The Whatnot Cabinet is a tile-laying board game where players strive for the best looking shelves of wonderment. There is something quintessentially exciting about a cabinet of curiosities and I have always admired them. While I haven’t accumulated an entire cabinet I have formed a little shelf of whatnots in my study. A fossilised dinosaur egg, sits beside a large lump of cuboid pyrite, a Roman urn and a piece of amber with a bug trapped in it. The latter just in case I can one day extract dinosaur DNA and recreate dinosaurs, maybe open a Jurassic theme park… what could possibly go wrong?
Sorry, back to the game! I have ‘collected’ my thoughts on the Whatnot Cabinet and ‘gathered’ them into a review which is ‘displayed’ below…
Setup is fairly quick, but differs slightly if you are sitting two, or three to four players around the table. Solo is another variant I will discuss a bit later.
For all player counts, place the Journey Board in the middle of the table. Below the Journey Board draw four tiles from the bag to form the Outdoors. Above the Journey Board draw five Curiosity Cards, then select one Wonder Card and place it nearby.
In a three or four player game, allocate a coloured pawn and matching cabinet board to each player. In a two player game give both players two pawns of the same colour and the matching board. There are also tiles you can optionally remove for a two player game.
The aim of The Whatnot Cabinet is to fill your cabinet horizontally by type and vertically by colour.
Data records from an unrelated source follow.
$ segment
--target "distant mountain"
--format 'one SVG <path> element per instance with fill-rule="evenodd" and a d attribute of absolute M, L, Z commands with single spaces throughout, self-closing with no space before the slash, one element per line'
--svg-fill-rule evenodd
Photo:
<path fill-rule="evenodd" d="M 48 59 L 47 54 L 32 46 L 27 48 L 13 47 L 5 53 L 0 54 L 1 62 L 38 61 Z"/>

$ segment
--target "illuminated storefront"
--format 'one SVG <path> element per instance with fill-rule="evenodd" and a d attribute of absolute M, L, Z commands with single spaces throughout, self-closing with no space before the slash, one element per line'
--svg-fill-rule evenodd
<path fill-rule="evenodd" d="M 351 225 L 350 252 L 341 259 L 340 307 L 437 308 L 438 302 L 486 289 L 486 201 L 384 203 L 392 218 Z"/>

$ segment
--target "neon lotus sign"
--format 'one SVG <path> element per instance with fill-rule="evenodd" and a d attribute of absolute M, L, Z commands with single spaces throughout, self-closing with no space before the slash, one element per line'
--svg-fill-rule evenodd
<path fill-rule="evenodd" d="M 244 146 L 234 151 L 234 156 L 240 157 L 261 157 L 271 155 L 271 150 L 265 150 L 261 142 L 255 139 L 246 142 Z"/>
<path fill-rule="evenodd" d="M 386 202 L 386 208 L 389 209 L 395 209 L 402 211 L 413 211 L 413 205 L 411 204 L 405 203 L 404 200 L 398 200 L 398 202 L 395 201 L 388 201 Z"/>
Each row and column is scored separately. Maximum points are gained by having all the same type or all the same colour in each row and column. This achieves four and three points respectively, however, if all the colours or types are different to each other this gains two or one points respectively. A row or column scores zero if they are a mix of both the same and different tiles.
Other scoring opportunities come from the Curiosity Cards, these are first come, first served, one-off bonus objectives. The Wonder Card also gives a point to every object of that type in your cabinet. Some tiles have a crown in the corner, these are extra special trinkets that will give you an additional point. There is also a special tile that gives you a bonus at the end of the game too.
Every turn, each player will place two tiles in their cabinet, how they go about this is dictated by the Journey Board. Turn order is dictated by the pawns positions on the Journey Board and the first player gets their pick of how to select their tiles. This will in-turn dictate the turn order for the next round. The handy player aid tells you what each space does far more articulately than I can, so check out the photo of it if you want to know the different options!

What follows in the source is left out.